Hamilton thought fence might collapse in pole celebration
Mercedes Formula 1 driver Lewis Hamilton thought his celebration after landing pole position for the 2019 Monaco Grand Prix might go wrong as he scaled a fence to greet fans.
Hamilton had led teammate Valtteri Bottas through Thursday practice, but trailed both the Finn and Ferrari’s Charles Leclerc on Saturday morning.
He rebounded during the final segment of qualifying, turning the tables on provisional pole-sitter Bottas with a lap 0.086s faster.
Hamilton had an emotional outburst over the radio on his slowing-down lap, and once he was out of his car he launched himself onto a fence to celebrate with fans.
"I was just so super-hyped,” he said when asked by Motorsport.com to talk through that moment.
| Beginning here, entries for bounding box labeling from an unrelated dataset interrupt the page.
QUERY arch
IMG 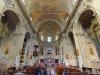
[78,9,95,30]
[25,32,31,39]
[36,19,63,30]
[68,32,76,49]
[1,10,20,32]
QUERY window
[48,37,51,42]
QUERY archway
[1,10,20,32]
[20,32,31,65]
[78,9,95,31]
[68,32,79,67]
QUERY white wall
[0,0,5,14]
[93,0,100,19]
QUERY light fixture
[48,37,51,42]
[22,0,26,5]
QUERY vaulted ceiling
[22,0,76,45]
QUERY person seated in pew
[62,69,69,75]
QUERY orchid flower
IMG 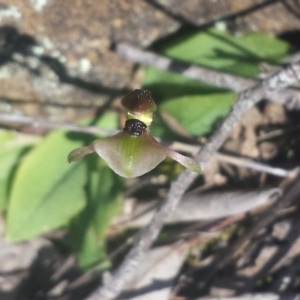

“I just tried to hold it in but there’s a lot of Brits and a lot of British flags, and I don’t know, it was just a spur of the moment thing. I felt the fence was going to come over actually! Luckily it didn’t.”
Hamilton said he wanted to let his feelings out because “great things happen and we don’t always celebrate them”.
“I’ve won races and you go straight into meetings and then you go home and watch TV or do normal stuff,” he said. “You don’t capture the moment. I think it was just important for me to enjoy it.
“You never know when that moment’s going to happen again so I’m just grateful for it.”
This week, Hamilton has also been coping with the death of friend and mentor Niki Lauda, Mercedes’ non-executive chairman, last Monday.
The world champion put his deficit to Bottas down to struggling to get enough heat into the Pirelli tyres to put in a complete lap at maximum pace.
He said his emotion was heightened by how tense qualifying had been and not knowing if his “ragged edge” lap was enough.
“I was waiting for a long, long time to find out,” he said. “I was like, ‘where the hell is Valtteri?’
“Talk about sitting on the edge of your seat when you don’t know what’s happening... But when you get that call, whether it’s good or bad, it’s horrible, the wait.
“Sometimes you get it and it wasn’t good enough and you start to reminisce the lap and think ‘I could have done better here’ but fortunately it was good.
“I’ve been with Bono [race engineer Peter Bonnington] seven years, it’s the longest relationship I’ve had with an engineer, so it’s really great to see his encouragement and his excitement as well.”